By David Stanway, Valerie Volcovici and Ethan Wang
BEIJING (Reuters) -China published its long-awaited plan to tackle climate-warming methane on Tuesday, but included no firm targets for reducing those emissions – only goals for re-using them as fuel.
Policy analysts called the plan vague and disappointing. Producing more than 14% of global methane emissions, China is by far the biggest methane emitter.
Beijing released its plan near the end of a four-day climate meeting between China and the United States, pledging to “effectively improve” its monitoring and supervision systems for methane in its five-year plan period through 2025, and to “significantly improve” those systems in 2026-2030.
The country will also strive to curb “flaring,” or burning off emissions, at oil and gas wells, while targeting methane leaks at coal mines to be closed up, according to the plan published by China’s Ministry of Ecology and Environment.

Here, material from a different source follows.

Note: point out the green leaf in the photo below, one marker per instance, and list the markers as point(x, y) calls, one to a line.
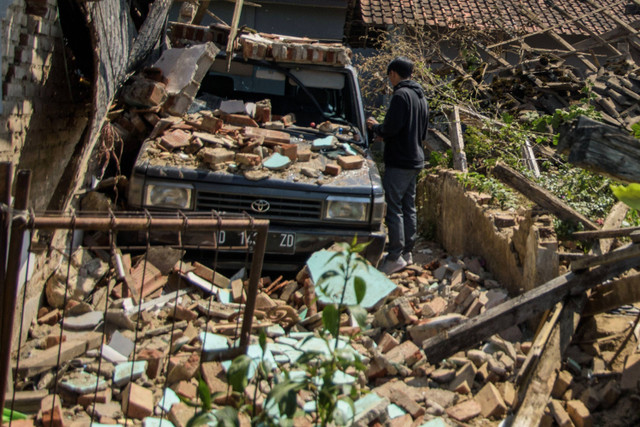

And it vowed to promote methane control in agriculture and to strengthen methane controls from waste.
In a statement, the president of this year’s COP28 climate summit, Sultan Al Jaber, welcomed the announcement as “a critical step for global climate action.”
Policy analysts were less enthusiastic. Having waited two years for the plan after China pledged at COP26 in Glasgow to cooperate with the U.S. on measuring and reducing methane, the analysis said the resulting strategy left much unaddressed.
“The objectives mentioned in the plan are too ambiguous, and contain mainly descriptive text, no specific targets in methane emissions reduction,” said Yan Qin, lead carbon analyst at Refinitiv, a part of LSEG that provides global financial market data.
Tackling methane emissions is seen as a key way of controlling climate change in the short term, as its warming potential is 100 times that of carbon dioxide. It also dissipates within years from the atmosphere, compared with CO2 lasting up to 1,000 years. That means reducing methane emissions can have a rapid impact in slowing global warming.
China has not joined a global pact signed by more than 150 countries to cut their methane output 30% by 2030.
While China’s plan does not include targets for reducing methane, it does envision capturing and using more of those emissions as fuel.
It says it will aim to use 6 billion cubic metres (7.9 million cubic yards) of methane gas released from coal mines by 2025, and will aim for collecting what it describes as an “international advanced level” of these emissions from oilfields by 2030.
China’s methane plans have been a key part of negotiations with the United States to find common ground ahead of COP28, with the Chinese climate envoy Xie Zhenhua meeting this week with U.S. counterpart John Kerry in California.
The State Department did not immediately respond to a request for comment on the plan.
Climate analyst Li Shuo, incoming director of the China Climate Hub at the Asia Society, told Reuters that the plan’s release potentially “paves the way” for a joint statement from the world’s two largest greenhouse gas emitters in coming weeks.